John French, Susan Abraham in John Cavanagh lace evening dress, spring 1957

Photo John French, model Susan Abraham in John Cavanagh lace evening dress, 1957

The combination of black and white in fashion has always attracted  attention. What I find interesting is the timeless appeal of the two opposites, whichever way you combine black and white in clothing, it is always to a striking effect. Spring is in the air and  B & W is the hot trend in fashion right now. So Fashionarchaeology.com wishes to welcome the new season with a post to  celebrate the ultimate colour combination.

A.Durer,autoritratto a 26 anni,1498,prado

Durer, self-portrait age 26, 1498, Prado museum Madrid, Spain

Men’s fashions have not been immune to the lure of the black/white combination. We find examples from Renaissance Italy, but it is the German artist Durer who wears it in the most compelling way at the end of the 1400s. Durer was an extraordinary character. His self-portraits  (which he executed at regular intervals throughout his life) were always intense and challenging, and I imagine his choice of clothing or ‘look’ for each picture was carefully thought out. This white jacket with black trim and sleeve detail is certainly eye-catching, as is the floppy striped hat and the black and white plaited rope holding his cloak across his bare skinned chest. The outright sensuality of this outfit and the way it is worn remains  intriguing 600+ yeas on.
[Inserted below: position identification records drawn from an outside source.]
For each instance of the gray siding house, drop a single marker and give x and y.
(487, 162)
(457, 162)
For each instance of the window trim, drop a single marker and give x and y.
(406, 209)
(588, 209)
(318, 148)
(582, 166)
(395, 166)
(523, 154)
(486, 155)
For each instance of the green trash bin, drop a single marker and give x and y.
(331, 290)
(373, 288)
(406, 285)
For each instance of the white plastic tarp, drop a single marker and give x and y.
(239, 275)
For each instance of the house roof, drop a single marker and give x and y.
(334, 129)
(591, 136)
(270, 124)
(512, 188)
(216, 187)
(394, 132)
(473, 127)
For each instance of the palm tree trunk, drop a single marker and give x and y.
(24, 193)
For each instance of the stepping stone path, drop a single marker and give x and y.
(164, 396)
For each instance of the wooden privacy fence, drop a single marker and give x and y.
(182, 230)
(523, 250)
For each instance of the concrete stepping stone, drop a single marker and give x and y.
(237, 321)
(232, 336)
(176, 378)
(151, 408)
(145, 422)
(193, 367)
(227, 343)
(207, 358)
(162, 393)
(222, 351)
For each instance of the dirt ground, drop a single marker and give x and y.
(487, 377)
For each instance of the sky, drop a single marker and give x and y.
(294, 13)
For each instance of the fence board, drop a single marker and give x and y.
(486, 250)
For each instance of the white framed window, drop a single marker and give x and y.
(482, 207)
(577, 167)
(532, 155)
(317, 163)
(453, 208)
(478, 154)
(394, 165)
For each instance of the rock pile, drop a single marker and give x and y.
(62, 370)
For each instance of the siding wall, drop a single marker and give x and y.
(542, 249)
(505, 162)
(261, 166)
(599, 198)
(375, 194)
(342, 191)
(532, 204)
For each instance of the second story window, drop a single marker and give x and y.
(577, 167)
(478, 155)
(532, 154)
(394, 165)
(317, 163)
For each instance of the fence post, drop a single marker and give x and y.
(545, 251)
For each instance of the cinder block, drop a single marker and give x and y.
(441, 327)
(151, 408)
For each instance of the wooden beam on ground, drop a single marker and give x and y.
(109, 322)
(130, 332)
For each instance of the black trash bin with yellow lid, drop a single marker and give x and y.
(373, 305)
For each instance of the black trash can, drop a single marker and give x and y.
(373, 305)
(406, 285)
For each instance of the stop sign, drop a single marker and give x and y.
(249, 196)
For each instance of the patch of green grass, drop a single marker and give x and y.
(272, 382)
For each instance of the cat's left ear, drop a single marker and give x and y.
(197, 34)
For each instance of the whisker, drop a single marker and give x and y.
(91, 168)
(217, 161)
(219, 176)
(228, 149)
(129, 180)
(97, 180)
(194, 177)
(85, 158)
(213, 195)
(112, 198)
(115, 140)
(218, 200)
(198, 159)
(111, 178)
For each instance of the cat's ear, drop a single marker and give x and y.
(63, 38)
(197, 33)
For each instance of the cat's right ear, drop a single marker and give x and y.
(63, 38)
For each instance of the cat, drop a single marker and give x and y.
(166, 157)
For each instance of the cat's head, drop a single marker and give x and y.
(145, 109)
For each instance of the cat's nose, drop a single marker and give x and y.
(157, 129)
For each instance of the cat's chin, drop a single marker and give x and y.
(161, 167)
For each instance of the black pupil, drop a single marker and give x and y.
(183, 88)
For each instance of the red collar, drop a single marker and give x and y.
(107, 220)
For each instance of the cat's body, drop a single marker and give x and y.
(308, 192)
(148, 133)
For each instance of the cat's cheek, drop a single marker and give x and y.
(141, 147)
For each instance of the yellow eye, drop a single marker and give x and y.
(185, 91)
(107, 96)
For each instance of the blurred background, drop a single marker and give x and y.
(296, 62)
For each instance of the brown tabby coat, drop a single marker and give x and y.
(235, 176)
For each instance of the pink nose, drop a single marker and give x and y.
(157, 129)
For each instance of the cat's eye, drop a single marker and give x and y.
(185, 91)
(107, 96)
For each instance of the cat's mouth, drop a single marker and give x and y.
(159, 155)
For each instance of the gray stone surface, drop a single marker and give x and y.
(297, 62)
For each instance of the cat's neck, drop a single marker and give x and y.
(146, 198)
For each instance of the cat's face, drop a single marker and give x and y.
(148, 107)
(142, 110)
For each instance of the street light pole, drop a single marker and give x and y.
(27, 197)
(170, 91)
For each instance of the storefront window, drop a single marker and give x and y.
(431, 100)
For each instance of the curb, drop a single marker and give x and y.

Fra Galgario, gentiluomo 1730c, brera

Fra Galgario, Italian gentleman, 1730c, Pinacoteca di Brera, Milan Italy

Less sensual but equally fascinating is the coat worn by this Italian gentleman from the first half of the 1700s. At a time when pastel colours – as dictated by French taste which was closely emulated in Italy – were the dominant trend for upper class gentlemen, this mat black coat with intricate, rich late baroque embroidery in silvery white is worthy of note.

Goya, Pepito Costa y Bonells 1813 met

F.Goya, Papito Costa y Bonells, 1813, Metropolitan museum of art, New York  USA

Again a coat of black with silver embroidery for this very young Spanish gentleman. Flaunting the latest fashion for children, (the idea of putting children in adult clothing had been swept away by Jean Jacques Rousseau’s forward thinking philosophy some decades earlier) he wears a little jacket, the sombre black colour being set off by the white silk high-waisted trousers and the lace trimmed collar of his shirt.

The ultimate black and white combination for men came with the invention of the evening suit by George Brummel in London at the turn of the 19th century. The first official dandy (as decreed by Lord Byron) wanted English gentlemen to smarten up and wear different clothes at different times of day. He declared that black was the perfect colour for night, as long as always worn with freshly pressed white linen (shirt and cravat). White gloves and a black top hat completed the look.

J.McNeill Whistler, Theodore Duret, 1883, Met

McNeil Whistler, Theodore Duret , 1883, Metropolitan museum of art, New York USA

Black and white clothing does have a less glamorous side to it too. Until recent times, the close members of the family of a deceased person (man, woman or child), would adopt mourning clothes for a period of time after the death of the loved one. The ancient Greeks did it, as did the Romans, continuing in Europe  throughout the past centuries. By the 1800s this tradition was so consolidated that etiquette books were written on the subject giving all the information necessary as to what colour should be worn, for how long etc. Fashion magazines always had pages dedicated to the topic and often included fashion plates representing mourning dress. This implies that it was acceptable to look ‘fashionable’ during the time of bereavement and there was no shame in dedicating time, care and money to looking nice at such a terrible time in one’s life. Today we would call this a form of ‘Fashion therapy’ I suppose.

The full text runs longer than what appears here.